BACKGROUND: Cerebral malaria (CM) and severe malarial anemia (SMA) are the most serious life-threatening clinical syndromes of Plasmodium falciparum infection in childhood. Therefore it is important to understand the pathology underlying the development of CM and SMA, as opposed to uncomplicated malaria (UM). Different host responses to infection are likely to be reflected in plasma proteome-patterns that associate with clinical status and therefore provide indicators of the pathogenesis of these syndromes. METHODS AND FINDINGS: Plasma and comprehensive clinical data for discovery and validation cohorts were obtained as part of a prospective case-control study of severe childhood malaria at the main tertiary hospital of the city of Ibadan, an urban and densely populated holoendemic malaria area in Nigeria.
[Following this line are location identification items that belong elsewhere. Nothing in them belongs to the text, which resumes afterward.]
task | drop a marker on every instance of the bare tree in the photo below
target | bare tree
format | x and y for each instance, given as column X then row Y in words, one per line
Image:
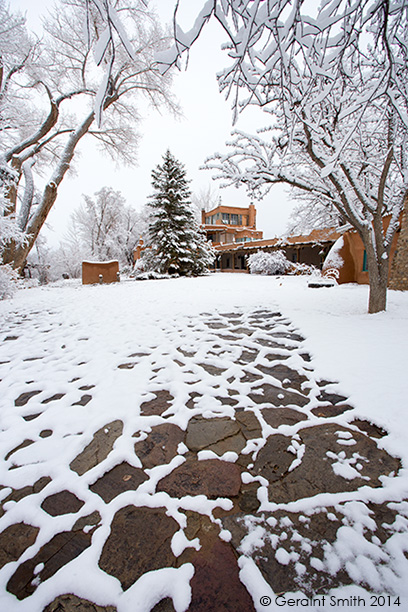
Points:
column 64, row 84
column 334, row 81
column 104, row 228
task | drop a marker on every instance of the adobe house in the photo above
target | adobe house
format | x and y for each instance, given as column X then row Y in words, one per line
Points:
column 310, row 249
column 228, row 225
column 94, row 272
column 349, row 257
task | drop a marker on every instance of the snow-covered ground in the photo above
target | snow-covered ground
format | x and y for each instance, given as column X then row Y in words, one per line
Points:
column 94, row 329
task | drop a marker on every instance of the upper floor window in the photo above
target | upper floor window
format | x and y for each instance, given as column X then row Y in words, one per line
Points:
column 236, row 219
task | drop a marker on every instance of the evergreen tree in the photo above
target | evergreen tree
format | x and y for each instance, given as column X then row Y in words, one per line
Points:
column 176, row 244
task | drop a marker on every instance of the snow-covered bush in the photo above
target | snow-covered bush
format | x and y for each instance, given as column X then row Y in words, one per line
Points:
column 268, row 263
column 8, row 281
column 304, row 269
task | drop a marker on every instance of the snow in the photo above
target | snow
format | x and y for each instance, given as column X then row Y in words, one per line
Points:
column 88, row 331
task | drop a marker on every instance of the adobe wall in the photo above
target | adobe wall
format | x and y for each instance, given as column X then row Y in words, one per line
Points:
column 352, row 254
column 91, row 271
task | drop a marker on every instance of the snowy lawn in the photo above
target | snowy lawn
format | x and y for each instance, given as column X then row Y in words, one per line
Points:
column 70, row 340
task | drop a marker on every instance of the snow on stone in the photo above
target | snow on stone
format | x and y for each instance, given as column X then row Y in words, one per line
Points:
column 95, row 329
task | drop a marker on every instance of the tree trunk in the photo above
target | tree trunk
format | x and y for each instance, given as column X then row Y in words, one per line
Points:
column 378, row 269
column 16, row 255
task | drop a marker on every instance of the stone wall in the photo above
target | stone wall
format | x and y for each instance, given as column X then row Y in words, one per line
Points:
column 399, row 267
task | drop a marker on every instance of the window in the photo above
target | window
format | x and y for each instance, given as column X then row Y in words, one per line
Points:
column 244, row 239
column 365, row 265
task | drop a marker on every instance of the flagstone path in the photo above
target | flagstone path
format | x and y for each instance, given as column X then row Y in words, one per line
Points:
column 285, row 467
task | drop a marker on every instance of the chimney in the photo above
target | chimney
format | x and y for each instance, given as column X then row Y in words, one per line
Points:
column 252, row 216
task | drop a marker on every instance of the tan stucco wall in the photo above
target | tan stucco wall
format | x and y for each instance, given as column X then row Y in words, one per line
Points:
column 91, row 271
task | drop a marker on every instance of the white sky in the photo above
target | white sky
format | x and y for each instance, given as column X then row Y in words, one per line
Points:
column 204, row 129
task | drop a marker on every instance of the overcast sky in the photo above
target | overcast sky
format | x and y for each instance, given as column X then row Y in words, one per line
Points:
column 205, row 127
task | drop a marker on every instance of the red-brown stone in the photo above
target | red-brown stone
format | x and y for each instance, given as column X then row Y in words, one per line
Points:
column 211, row 477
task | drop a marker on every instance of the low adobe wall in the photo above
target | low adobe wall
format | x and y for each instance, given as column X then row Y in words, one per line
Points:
column 351, row 253
column 92, row 271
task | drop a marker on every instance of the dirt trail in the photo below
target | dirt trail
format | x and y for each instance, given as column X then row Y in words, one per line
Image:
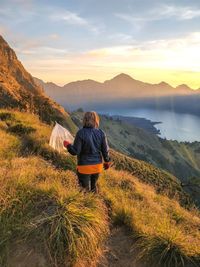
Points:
column 118, row 250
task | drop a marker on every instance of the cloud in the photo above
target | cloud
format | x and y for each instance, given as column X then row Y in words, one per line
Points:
column 176, row 54
column 161, row 12
column 73, row 19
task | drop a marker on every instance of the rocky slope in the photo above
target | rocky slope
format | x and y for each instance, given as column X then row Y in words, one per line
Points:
column 18, row 90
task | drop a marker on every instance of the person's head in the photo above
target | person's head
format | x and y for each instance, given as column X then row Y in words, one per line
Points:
column 91, row 119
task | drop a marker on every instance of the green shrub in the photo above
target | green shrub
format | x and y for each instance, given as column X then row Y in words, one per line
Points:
column 21, row 129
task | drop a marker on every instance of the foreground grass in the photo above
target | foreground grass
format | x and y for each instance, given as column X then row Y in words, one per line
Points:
column 165, row 234
column 43, row 207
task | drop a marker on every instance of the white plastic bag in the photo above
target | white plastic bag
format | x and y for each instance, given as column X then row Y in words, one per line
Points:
column 58, row 135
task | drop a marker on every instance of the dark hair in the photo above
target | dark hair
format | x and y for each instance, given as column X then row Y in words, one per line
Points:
column 91, row 119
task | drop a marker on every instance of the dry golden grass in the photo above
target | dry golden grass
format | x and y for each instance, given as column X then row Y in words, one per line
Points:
column 45, row 206
column 154, row 219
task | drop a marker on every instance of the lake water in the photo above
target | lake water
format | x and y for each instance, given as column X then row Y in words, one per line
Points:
column 173, row 126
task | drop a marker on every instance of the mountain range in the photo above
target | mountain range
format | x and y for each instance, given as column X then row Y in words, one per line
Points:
column 46, row 220
column 18, row 90
column 121, row 91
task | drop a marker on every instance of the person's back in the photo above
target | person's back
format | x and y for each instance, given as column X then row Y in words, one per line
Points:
column 90, row 146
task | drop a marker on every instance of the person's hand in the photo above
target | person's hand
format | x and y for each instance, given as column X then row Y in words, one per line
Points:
column 106, row 165
column 66, row 143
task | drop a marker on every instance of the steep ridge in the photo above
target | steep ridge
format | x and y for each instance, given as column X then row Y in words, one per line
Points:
column 45, row 219
column 180, row 159
column 18, row 90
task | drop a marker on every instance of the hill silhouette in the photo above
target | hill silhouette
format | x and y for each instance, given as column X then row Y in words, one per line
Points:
column 19, row 90
column 122, row 91
column 46, row 220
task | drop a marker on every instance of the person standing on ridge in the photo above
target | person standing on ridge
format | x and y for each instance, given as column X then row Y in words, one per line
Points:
column 91, row 148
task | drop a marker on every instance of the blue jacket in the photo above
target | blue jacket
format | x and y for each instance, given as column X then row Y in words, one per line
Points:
column 90, row 145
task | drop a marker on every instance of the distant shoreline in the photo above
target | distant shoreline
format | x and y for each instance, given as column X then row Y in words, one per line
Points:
column 143, row 123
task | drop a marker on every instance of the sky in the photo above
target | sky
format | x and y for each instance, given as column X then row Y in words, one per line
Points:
column 67, row 40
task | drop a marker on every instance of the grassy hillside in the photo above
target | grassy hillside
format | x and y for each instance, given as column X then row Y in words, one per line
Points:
column 18, row 90
column 180, row 159
column 46, row 220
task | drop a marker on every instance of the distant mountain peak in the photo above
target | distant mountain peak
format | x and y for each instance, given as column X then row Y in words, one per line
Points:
column 163, row 84
column 183, row 86
column 123, row 76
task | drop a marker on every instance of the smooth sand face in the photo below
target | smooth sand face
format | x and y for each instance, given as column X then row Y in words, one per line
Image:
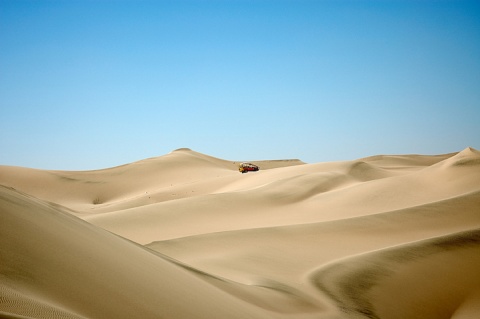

A total of 946 children participated in this study. Plasma was subjected to high-throughput proteomic profiling. Statistical pattern-recognition methods were used to find proteome-patterns that defined disease groups. Plasma proteome-patterns accurately distinguished children with CM and with SMA from those with UM, and from healthy or severely ill malaria-negative children. CONCLUSIONS: We report that an accurate definition of the major childhood malaria syndromes can be achieved using plasma proteome-patterns. Our proteomic data can be exploited to understand the pathogenesis of the different childhood severe malaria syndromes.